Protein Representation Learning by Capturing Protein Sequence-Structure-Function Relationship

Eunji Ko,Seul Lee,Minseon Kim,Dongki Kim
2024-04-29
Abstract:The goal of protein representation learning is to extract knowledge from protein databases that can be applied to various protein-related downstream tasks. Although protein sequence, structure, and function are the three key modalities for a comprehensive understanding of proteins, existing methods for protein representation learning have utilized only one or two of these modalities due to the difficulty of capturing the asymmetric interrelationships between them. To account for this asymmetry, we introduce our novel asymmetric multi-modal masked autoencoder (AMMA). AMMA adopts (1) a unified multi-modal encoder to integrate all three modalities into a unified representation space and (2) asymmetric decoders to ensure that sequence latent features reflect structural and functional information. The experiments demonstrate that the proposed AMMA is highly effective in learning protein representations that exhibit well-aligned inter-modal relationships, which in turn makes it effective for various downstream protein-related tasks.
Biomolecules,Artificial Intelligence,Machine Learning
What problem does this paper attempt to address?
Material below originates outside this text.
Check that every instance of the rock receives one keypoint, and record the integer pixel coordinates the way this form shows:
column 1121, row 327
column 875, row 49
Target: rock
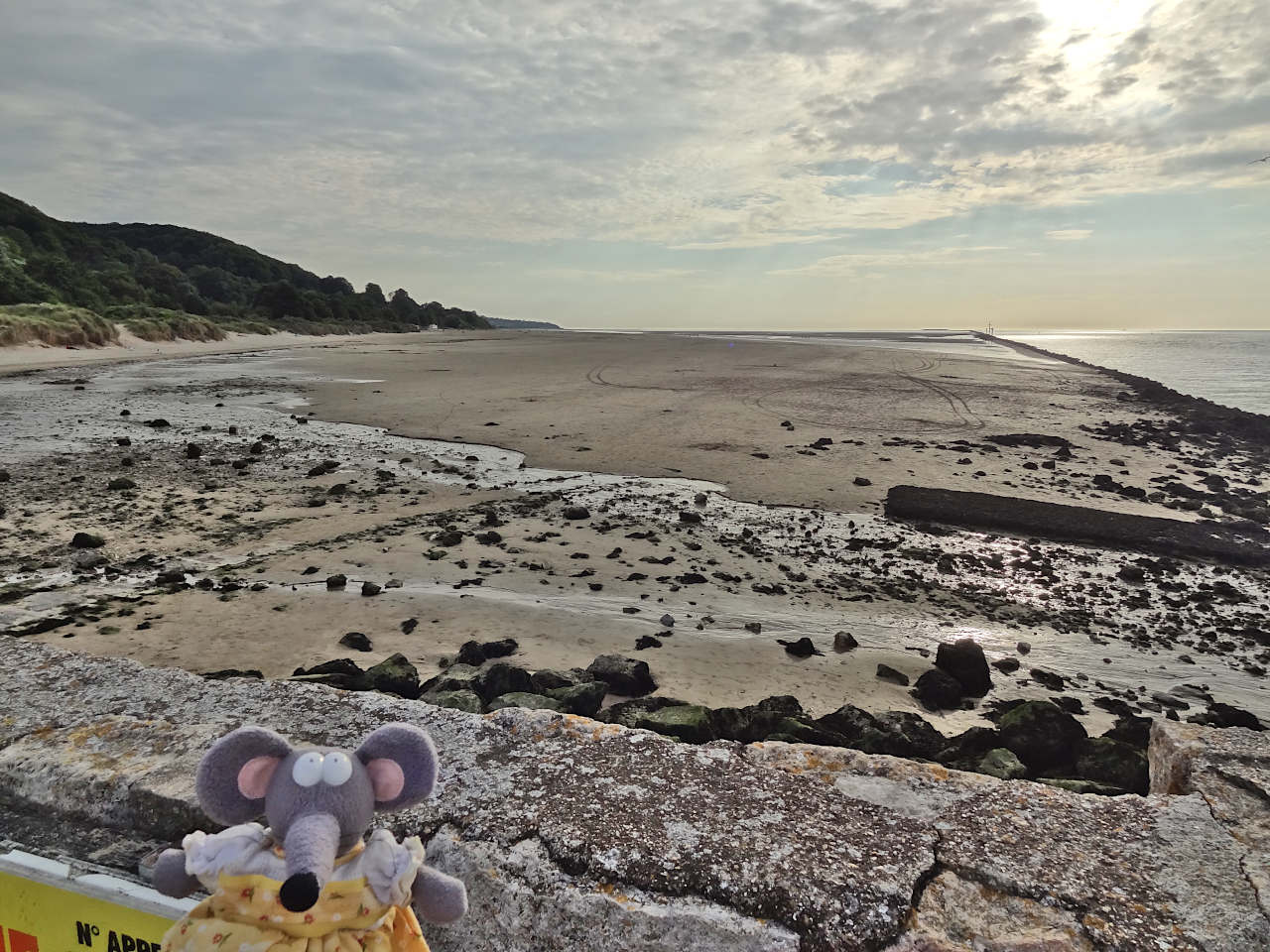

The problem that this paper attempts to solve is the core challenge in multi - modal protein representation learning, that is, how to effectively integrate the information of the three key modalities of protein sequence, structure and function. Although all three are crucial for a comprehensive understanding of proteins, existing methods can usually only utilize one or two of these modalities and it is difficult to capture the asymmetric relationships among them. Therefore, this paper proposes a new method - Asymmetric Multi - Modal Masked Auto - Encoder (AMMA), aiming to capture the asymmetric relationships among protein modalities through a unified multi - modal encoder and an asymmetric decoder, thereby generating high - quality, comprehensive multi - modal protein representations. Specifically, AMMA solves the problem in the following ways: 1. **Unified multi - modal encoder**: Integrate the sequence, structure and function information of proteins and map this information into a unified representation space. 2. **Asymmetric decoder**: Ensure that the structural and functional information are reflected from the sequence latent features. In this way, AMMA can more accurately capture and represent the multi - modal characteristics of proteins and thus perform well in various downstream tasks. The experimental results show that AMMA outperforms the existing state - of - the - art methods in multiple tasks, especially in making good use of unpaired data, demonstrating its great potential in protein - related research.